Pilih Close Ending, Twist Ending atau Cliffhanger? Penutup cerita menjadi kunci keberhasilan sebuah cerita pendek. Setiap penulis tentu ingin memberi kesan mendalam pada pembaca dan biasanya akan dimaksimalkan pada bagian akhir.
Tetapi mana yang lebih baik, akhir cerita yang menjawab semua pertanyaan atau kesimpulan, yang mengejutkan dan tidak terduga, atau tanpa kesimpulan alias digantung?

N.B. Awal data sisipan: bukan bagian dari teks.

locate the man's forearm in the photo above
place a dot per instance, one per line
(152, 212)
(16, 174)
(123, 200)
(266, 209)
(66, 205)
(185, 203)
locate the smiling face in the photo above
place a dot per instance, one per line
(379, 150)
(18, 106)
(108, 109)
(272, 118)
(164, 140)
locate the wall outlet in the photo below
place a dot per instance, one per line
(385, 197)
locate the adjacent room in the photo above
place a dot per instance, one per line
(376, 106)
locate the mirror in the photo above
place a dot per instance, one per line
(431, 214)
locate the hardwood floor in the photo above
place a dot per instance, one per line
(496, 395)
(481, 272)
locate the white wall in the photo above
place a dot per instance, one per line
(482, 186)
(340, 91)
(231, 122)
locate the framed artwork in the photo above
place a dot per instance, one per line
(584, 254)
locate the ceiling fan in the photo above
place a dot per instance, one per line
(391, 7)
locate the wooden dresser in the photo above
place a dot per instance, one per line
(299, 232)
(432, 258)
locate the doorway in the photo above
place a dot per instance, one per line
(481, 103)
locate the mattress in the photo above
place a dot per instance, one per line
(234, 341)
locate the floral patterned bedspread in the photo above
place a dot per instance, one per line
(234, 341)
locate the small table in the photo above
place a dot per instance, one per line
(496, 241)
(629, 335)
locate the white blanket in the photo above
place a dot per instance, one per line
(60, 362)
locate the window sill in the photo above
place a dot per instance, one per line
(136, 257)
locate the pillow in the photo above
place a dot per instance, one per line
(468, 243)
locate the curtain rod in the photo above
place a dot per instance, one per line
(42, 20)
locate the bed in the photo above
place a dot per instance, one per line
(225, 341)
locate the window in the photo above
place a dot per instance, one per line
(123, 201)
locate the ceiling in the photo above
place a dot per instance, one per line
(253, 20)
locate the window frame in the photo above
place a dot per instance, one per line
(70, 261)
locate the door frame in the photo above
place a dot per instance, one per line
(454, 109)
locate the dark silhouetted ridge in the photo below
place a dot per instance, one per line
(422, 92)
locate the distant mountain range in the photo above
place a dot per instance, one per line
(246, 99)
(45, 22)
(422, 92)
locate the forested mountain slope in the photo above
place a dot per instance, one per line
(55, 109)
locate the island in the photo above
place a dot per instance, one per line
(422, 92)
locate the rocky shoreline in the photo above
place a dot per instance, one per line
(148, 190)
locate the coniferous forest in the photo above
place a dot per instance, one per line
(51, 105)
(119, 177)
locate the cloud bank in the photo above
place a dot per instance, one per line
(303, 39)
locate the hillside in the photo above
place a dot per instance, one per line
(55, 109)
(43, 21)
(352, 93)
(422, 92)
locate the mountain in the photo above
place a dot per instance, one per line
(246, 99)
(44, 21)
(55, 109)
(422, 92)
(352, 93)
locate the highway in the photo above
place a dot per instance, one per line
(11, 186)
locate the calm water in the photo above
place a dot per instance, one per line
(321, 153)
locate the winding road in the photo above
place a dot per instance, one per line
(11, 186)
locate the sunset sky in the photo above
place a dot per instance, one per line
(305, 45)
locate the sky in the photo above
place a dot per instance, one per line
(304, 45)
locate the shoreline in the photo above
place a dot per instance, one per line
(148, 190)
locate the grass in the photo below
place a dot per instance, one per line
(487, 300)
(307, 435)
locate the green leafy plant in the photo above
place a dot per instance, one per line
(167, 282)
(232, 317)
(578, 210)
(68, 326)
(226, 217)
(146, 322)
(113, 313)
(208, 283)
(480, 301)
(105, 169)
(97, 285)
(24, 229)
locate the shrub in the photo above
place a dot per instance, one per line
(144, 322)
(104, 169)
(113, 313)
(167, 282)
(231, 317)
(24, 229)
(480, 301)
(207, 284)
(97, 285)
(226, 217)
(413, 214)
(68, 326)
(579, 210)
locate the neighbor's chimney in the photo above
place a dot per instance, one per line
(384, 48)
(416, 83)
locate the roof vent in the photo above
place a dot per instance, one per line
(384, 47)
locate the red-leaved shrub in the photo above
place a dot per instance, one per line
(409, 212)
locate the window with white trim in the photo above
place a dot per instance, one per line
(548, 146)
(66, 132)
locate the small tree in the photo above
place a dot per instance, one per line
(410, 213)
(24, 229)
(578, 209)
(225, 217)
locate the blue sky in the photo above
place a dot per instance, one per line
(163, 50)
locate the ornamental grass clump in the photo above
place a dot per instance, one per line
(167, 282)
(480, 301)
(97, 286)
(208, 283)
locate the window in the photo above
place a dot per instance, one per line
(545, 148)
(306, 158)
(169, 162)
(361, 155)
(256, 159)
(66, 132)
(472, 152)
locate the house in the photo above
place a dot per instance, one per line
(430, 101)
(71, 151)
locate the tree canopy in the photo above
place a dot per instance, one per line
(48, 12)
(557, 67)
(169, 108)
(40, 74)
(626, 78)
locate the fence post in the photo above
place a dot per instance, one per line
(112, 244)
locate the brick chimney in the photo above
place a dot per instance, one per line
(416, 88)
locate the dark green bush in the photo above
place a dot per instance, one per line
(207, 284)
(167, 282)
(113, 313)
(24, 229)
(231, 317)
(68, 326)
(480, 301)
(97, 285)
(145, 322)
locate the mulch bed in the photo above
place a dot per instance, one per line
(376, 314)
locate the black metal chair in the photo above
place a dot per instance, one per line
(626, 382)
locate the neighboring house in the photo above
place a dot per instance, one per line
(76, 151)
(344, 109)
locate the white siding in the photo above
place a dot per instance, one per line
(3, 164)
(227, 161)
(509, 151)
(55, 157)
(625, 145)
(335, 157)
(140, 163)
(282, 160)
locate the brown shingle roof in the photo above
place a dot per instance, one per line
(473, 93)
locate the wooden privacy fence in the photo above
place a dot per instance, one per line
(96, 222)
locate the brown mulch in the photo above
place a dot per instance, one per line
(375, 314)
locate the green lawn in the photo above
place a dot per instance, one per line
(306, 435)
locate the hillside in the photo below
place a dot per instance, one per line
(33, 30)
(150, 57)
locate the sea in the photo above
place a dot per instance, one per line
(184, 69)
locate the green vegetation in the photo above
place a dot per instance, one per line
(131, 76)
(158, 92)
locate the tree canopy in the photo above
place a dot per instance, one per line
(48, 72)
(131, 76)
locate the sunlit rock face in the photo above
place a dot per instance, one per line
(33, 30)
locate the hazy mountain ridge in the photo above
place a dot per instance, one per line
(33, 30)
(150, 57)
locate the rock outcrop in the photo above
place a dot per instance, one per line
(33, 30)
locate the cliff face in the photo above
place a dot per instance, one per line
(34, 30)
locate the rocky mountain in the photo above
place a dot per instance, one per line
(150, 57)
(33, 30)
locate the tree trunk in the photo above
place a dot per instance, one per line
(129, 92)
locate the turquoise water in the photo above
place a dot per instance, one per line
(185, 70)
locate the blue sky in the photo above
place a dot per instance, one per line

Tentu ini bukan pilihan terkait baik dan buruk. Semua memiliki kelemahan dan kelebihan masing-masing. Twist ending memang bisa menjadi klimaks sebuah cerita. Karena klimaks sudah diakhir, maka tidak ada lagi antiklimaks. Pembaca tidak diberi “tangga” untuk menurunkan ketegangan cerita. Terkesan mendadak dan bikin syok.
Cliffhanger juga tidak kalah berkesan jika pandai memainkan ritme atau plot ceritanya. Pembaca akan bertanya-tanya bagaimana kelanjutan cerita antar tokoh, dan kemudian menyimpulkan sendiri sesuai persepsinya berdasar pemahaman cerita.
Hal itu tidak ditemukan dalam close ending. Konflik cerita dituntaskan melalui sebuah kesimpulan yang tuntas. Persoalannya, seringkali “kemauan” penulis berbeda dengan harapan atau ekspektasi pembaca. Maunya pembaca happy ending, tapi penulis menutup ceritanya dengan akhir yang tragis, misalnya.
Pilihan akhir cerita sebaiknya disesuaikan dengan genre. Untuk cerita-cerita horor, thriller, dan detektif, mungkin lebih pas menggunakan twist ending.
Cerpen horor berjudul “Lelaku Ajian Jaran Goyang” karya Lilik Fatimah Azzahra memiliki penutup yang benar-benar tidak terduga. Silakan baca di risalahmisteri.com
Namun untuk cerita roman, slice of life, dan sejenisnya, akan lebih cocok menggunakan akhir yang datar, baik berupa kesimpulan maupun cliffhanger. Oleh karenanya, klimaks sudah terjadi di tengah, atau bahkan di awal cerita, sehingga endingnya menjadi antiklimak.